University President Anthony Monaco shared the news of a racist incident in an email to the Tufts community on Saturday evening.
Karl Reid, executive director of the National Society of Black Engineers, was delivering a presentation on the importance of diversity and inclusion in the field of engineering as part of the School of Engineering’s Diversity, Equity, and Inclusion Colloquium Series on Friday afternoon.
“During his presentation, someone gained control of the screen and scrawled a racist term across his slides,” Monaco wrote in the email.
Reid shut off his screen share and continued with his presentation.
Monaco reported that he and Dean Jianmin Qu of the School of Engineering shared their personal apologies with Reid after the event. In the email, Monaco also apologized to those in attendance who witnessed the incident.
According to the email, the Tufts University Police Department has launched an investigation and will review all available data with the goal of determining who is responsible. Since the event was open to the university community and the public, it is unclear at this moment whether the culprit is connected to the university.
Monaco promised that if the perpetrator is identified, the university will take action.

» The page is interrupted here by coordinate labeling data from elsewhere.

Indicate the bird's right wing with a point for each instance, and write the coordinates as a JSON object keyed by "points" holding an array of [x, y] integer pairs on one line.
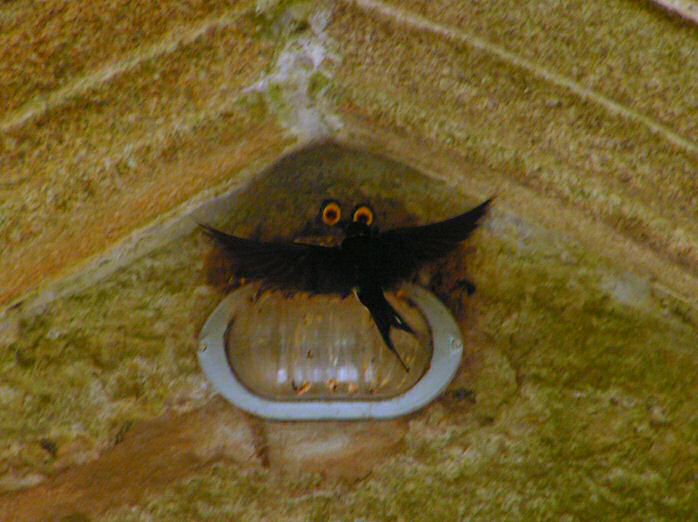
{"points": [[292, 266]]}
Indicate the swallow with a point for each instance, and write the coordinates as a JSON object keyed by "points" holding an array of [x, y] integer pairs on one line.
{"points": [[367, 262]]}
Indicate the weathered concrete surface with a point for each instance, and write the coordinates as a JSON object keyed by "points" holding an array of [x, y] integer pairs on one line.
{"points": [[575, 399], [121, 126]]}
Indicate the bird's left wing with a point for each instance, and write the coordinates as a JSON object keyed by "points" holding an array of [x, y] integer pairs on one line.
{"points": [[403, 250], [292, 266]]}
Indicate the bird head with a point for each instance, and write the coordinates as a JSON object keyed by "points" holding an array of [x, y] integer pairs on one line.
{"points": [[331, 225]]}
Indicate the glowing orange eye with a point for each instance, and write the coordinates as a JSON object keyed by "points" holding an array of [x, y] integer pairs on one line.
{"points": [[331, 213], [363, 214]]}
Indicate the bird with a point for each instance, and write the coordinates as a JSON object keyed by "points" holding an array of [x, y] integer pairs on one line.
{"points": [[367, 262]]}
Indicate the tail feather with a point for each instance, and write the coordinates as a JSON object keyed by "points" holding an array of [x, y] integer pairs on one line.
{"points": [[385, 317]]}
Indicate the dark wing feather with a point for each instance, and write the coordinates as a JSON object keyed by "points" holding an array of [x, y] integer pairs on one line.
{"points": [[404, 250], [292, 266]]}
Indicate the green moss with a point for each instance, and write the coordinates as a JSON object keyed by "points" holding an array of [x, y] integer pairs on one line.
{"points": [[581, 404]]}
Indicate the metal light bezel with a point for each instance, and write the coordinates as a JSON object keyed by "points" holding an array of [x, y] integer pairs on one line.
{"points": [[446, 358]]}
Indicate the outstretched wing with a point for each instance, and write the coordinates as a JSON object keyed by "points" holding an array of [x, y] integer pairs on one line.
{"points": [[293, 266], [404, 250]]}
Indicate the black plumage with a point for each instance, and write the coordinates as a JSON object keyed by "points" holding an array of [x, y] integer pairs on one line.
{"points": [[367, 261]]}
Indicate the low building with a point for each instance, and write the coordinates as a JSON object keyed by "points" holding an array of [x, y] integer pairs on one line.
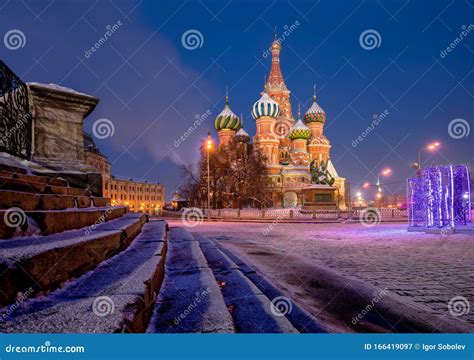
{"points": [[138, 195]]}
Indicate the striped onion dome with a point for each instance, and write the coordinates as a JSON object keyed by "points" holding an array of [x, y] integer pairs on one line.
{"points": [[266, 106], [227, 119], [299, 131], [242, 135], [315, 113]]}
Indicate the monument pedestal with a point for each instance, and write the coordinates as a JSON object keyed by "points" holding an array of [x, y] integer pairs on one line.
{"points": [[58, 142], [319, 197]]}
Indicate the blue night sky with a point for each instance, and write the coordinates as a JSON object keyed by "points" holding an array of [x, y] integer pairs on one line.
{"points": [[151, 87]]}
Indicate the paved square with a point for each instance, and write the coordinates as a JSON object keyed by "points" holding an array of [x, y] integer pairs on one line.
{"points": [[427, 269]]}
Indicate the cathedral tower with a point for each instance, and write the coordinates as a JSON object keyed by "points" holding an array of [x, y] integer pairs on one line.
{"points": [[226, 124], [319, 146], [265, 111]]}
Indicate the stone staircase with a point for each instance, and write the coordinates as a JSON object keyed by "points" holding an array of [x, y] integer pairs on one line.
{"points": [[204, 290], [41, 205], [71, 263]]}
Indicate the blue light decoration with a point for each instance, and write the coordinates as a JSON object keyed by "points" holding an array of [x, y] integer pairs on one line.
{"points": [[439, 198]]}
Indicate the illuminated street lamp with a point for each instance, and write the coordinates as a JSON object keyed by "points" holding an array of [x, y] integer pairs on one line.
{"points": [[384, 172], [430, 147], [208, 149]]}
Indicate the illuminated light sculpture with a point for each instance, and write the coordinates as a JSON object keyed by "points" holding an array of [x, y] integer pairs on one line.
{"points": [[439, 198]]}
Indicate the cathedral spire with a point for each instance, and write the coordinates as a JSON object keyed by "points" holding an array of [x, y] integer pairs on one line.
{"points": [[276, 87], [275, 78]]}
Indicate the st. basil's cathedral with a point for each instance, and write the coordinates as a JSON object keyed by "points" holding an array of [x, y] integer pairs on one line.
{"points": [[297, 152]]}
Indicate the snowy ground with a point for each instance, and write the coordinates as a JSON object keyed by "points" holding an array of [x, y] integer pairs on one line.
{"points": [[426, 269]]}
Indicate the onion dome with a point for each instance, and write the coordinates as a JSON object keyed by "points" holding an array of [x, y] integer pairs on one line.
{"points": [[227, 119], [299, 130], [242, 136], [315, 113], [266, 106]]}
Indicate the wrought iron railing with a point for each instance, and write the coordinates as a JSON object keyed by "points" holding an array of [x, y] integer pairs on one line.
{"points": [[15, 115]]}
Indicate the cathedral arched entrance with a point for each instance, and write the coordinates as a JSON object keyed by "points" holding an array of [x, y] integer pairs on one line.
{"points": [[290, 199]]}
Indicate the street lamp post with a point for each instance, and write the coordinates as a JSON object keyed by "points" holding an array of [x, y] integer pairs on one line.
{"points": [[430, 147], [384, 172], [208, 149]]}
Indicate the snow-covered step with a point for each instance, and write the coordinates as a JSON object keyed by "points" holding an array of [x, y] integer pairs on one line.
{"points": [[117, 296], [303, 321], [45, 262], [54, 221], [251, 310], [190, 300]]}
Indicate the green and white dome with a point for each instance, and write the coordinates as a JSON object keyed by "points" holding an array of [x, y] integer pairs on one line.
{"points": [[242, 135], [315, 113], [299, 131], [227, 119], [266, 106]]}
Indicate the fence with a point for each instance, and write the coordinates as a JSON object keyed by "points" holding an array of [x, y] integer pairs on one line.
{"points": [[15, 115], [295, 214]]}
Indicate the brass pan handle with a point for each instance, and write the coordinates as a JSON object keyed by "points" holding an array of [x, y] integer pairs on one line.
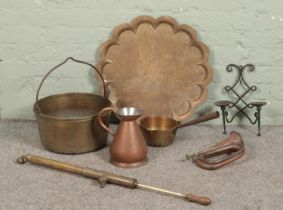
{"points": [[206, 117], [100, 118], [62, 63]]}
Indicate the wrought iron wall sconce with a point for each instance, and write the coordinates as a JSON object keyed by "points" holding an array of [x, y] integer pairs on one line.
{"points": [[239, 97]]}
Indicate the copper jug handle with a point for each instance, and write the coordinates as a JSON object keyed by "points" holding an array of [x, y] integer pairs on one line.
{"points": [[62, 63], [100, 118]]}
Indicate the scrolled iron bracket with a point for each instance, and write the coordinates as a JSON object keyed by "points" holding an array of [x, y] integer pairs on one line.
{"points": [[247, 89]]}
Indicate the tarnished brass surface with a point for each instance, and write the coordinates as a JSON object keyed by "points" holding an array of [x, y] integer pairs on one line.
{"points": [[221, 154], [157, 65], [68, 122], [128, 148], [104, 177], [160, 131]]}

“We will impose the severest penalties available to us as a university and pursue all avenues available to us under the law,” Monaco said.
There will also be acommunity meeting on Monday for “healing, reflection, and action,” the email said.
Monaco reiterated the university’s commitment to being an anti-racist institution.
“We must stand together at difficult times like these to continue our fight to eradicate racism from our community and never stop working to make our university a more just and equitable place tomorrow than it is today,” Monaco said.